Aluna tak membalas. Tapi ia tak menolak. Tangannya mencengkeram bahu Alaric, dan api yang tertahan sejak pintu dikunci tadi akhirnya meledak dalam bisikan-bisikan maut, napas berat, dan gelombang panas yang tak lagi bisa dibendung.
Malam itu, di kamar tanpa gorden tertutup—tak ada lagi riset peran, tak ada lagi telepon, dan tak ada lagi posisi siapa yang lebih dulu.
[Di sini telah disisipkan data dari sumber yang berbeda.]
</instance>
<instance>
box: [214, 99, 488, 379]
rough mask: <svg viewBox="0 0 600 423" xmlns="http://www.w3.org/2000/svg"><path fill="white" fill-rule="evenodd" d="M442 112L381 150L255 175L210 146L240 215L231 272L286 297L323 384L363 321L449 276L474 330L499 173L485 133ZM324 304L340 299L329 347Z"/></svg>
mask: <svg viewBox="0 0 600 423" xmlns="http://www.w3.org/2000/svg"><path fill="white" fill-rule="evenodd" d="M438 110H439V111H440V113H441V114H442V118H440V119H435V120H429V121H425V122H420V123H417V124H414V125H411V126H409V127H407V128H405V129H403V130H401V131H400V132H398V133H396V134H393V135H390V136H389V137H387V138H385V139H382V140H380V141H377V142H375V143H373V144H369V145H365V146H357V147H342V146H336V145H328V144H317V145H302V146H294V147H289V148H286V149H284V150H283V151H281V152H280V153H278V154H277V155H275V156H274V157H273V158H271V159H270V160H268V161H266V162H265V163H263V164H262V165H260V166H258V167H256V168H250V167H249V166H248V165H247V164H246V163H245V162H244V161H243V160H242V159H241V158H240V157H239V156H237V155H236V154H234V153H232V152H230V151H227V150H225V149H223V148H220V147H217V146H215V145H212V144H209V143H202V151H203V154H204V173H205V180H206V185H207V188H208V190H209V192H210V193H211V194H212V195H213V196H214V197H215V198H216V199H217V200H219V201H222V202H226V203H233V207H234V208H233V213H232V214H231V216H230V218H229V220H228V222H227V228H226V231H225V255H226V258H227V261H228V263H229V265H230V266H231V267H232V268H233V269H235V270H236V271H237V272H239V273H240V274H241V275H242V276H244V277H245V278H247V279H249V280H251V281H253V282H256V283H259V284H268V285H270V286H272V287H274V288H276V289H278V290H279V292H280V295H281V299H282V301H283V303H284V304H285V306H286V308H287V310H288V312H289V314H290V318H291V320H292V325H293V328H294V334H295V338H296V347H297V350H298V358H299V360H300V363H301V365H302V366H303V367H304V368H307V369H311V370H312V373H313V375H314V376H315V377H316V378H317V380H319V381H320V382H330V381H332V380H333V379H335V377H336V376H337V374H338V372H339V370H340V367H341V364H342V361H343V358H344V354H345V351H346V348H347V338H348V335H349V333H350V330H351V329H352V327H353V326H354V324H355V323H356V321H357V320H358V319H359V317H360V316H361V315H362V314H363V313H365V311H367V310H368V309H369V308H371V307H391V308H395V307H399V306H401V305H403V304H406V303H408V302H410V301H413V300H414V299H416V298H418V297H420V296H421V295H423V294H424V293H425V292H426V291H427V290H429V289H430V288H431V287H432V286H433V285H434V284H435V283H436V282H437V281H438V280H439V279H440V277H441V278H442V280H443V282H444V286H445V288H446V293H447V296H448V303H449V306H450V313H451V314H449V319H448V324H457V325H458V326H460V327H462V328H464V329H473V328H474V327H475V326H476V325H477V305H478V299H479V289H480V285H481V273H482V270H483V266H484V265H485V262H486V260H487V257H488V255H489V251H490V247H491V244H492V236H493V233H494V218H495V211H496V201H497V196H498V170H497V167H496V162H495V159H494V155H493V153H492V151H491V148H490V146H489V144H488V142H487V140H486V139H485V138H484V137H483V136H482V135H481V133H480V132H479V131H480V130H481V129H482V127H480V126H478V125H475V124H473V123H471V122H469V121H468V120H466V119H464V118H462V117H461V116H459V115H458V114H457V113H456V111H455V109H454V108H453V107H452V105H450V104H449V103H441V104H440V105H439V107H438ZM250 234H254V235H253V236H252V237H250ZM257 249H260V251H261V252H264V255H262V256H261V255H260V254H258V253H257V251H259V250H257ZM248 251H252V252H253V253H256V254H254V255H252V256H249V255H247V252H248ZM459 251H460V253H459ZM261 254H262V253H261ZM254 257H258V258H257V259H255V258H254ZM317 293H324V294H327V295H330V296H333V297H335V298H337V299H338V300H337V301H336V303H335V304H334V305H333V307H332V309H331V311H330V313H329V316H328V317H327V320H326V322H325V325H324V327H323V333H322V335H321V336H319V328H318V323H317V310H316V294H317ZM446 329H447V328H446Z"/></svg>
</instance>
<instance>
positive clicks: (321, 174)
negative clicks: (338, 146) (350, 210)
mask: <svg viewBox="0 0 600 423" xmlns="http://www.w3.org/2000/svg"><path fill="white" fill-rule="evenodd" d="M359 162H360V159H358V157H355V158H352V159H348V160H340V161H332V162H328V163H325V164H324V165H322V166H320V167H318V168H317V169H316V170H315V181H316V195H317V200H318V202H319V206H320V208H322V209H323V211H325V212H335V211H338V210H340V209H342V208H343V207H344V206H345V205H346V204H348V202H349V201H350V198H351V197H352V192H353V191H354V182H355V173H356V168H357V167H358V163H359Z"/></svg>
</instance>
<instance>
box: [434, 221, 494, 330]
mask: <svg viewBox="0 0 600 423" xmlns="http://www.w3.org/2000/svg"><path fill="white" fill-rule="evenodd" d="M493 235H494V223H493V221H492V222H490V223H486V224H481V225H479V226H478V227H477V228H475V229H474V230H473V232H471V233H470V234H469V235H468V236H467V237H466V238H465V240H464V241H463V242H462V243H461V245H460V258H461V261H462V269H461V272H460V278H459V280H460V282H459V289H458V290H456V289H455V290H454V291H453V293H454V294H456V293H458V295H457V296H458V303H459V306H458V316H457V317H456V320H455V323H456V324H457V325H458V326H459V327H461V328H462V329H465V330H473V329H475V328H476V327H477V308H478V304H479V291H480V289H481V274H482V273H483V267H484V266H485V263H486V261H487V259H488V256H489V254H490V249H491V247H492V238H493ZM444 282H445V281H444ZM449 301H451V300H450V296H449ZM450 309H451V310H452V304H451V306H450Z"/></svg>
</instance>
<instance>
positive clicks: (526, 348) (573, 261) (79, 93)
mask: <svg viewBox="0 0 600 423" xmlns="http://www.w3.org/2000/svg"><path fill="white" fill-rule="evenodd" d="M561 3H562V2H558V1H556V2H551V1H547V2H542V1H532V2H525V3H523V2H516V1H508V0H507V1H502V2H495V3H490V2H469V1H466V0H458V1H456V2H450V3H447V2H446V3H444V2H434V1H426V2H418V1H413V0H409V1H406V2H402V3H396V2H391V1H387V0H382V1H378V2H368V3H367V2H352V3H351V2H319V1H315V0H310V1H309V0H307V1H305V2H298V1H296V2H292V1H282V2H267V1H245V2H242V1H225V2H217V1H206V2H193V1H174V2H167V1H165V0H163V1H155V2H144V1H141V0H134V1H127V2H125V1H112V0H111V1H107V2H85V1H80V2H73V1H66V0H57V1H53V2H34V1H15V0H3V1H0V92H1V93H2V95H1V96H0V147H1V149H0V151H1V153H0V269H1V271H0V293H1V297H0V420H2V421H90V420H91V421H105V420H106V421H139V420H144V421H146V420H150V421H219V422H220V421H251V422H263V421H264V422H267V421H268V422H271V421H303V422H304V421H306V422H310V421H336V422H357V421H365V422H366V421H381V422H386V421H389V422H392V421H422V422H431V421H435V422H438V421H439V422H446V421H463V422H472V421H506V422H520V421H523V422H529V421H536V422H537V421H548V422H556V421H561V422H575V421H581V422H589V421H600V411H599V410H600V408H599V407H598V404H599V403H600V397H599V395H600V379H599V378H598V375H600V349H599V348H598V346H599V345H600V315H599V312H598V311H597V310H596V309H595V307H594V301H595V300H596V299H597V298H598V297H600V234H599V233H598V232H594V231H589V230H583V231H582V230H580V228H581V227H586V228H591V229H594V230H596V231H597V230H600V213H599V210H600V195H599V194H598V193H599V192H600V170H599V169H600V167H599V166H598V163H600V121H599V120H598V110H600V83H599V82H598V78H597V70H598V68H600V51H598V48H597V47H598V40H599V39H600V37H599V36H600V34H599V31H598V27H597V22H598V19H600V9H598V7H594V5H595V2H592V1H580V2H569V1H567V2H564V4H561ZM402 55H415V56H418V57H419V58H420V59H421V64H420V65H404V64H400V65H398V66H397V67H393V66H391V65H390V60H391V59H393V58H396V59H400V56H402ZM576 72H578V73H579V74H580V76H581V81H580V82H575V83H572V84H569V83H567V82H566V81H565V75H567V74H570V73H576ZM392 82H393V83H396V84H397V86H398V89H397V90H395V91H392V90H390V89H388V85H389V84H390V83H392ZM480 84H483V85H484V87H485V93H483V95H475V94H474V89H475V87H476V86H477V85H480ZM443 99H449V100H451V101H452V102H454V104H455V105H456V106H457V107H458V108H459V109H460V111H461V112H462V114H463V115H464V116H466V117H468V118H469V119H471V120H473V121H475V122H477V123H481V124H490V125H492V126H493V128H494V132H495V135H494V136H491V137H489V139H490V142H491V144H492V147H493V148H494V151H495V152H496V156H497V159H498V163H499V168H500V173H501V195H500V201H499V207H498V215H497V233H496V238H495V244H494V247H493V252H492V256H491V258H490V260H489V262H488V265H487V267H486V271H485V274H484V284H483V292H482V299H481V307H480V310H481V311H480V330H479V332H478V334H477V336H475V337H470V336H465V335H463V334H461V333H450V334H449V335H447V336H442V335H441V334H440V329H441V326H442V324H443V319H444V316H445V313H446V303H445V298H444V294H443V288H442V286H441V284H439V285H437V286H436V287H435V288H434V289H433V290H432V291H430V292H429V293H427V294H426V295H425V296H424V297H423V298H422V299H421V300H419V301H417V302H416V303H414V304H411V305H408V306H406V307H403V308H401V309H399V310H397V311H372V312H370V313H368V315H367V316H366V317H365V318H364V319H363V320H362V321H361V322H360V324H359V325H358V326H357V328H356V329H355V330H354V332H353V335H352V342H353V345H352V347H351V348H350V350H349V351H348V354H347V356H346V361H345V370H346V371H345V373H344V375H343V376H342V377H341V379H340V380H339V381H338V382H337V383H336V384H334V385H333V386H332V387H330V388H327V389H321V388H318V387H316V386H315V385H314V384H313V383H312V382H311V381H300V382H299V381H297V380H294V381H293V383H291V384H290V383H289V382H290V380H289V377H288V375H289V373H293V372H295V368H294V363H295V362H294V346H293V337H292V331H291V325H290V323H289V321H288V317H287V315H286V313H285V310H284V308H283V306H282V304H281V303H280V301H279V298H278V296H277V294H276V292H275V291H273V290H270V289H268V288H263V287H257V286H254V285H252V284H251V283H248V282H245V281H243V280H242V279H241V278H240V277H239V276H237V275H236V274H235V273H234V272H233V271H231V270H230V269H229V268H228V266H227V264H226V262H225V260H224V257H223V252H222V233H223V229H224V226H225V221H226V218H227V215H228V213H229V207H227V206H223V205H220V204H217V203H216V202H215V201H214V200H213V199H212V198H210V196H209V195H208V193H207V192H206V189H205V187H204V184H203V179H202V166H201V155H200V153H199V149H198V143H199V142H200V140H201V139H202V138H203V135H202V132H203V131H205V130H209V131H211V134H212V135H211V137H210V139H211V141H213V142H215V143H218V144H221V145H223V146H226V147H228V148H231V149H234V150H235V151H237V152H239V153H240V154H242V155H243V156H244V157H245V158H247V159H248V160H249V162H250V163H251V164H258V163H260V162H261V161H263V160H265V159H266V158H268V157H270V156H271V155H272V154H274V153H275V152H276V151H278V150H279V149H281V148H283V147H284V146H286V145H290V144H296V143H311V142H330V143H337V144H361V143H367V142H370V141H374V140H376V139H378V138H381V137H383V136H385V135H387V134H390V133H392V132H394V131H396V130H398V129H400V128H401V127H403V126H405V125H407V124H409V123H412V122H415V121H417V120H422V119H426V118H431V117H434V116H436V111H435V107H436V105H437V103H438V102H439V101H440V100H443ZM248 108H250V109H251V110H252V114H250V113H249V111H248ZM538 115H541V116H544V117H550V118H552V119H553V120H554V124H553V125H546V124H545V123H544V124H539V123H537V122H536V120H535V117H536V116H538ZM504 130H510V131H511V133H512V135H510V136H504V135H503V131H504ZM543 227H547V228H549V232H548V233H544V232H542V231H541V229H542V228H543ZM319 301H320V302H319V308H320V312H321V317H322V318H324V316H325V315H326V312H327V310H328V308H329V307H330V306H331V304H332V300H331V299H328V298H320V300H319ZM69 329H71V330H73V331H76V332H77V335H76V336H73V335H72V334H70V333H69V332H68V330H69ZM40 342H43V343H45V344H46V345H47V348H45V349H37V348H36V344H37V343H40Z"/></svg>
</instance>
Yang ada hanyalah pembuktian bahwa bahkan ‘yang kedua’ pun bisa jadi candu yang paling mematikan.
...***...
Jam di dinding baru menunjukkan pukul 7 a.m.
Cahaya matahari pagi masuk dari celah gorden ruang makan, membentuk garis-garis emas di meja kayu panjang yang kini dipenuhi berkas, laptop terbuka, dan secangkir kopi yang tinggal setengah.
Alaric, masih mengenakan kaos abu tipis dan celana jogger hitam, duduk menghadap layar. Earphone menempel di telinga, wajahnya serius. Rambutnya belum disisir rapi, tapi auranya tetap kuat—dingin, fokus, dan nyaris tak tersentuh.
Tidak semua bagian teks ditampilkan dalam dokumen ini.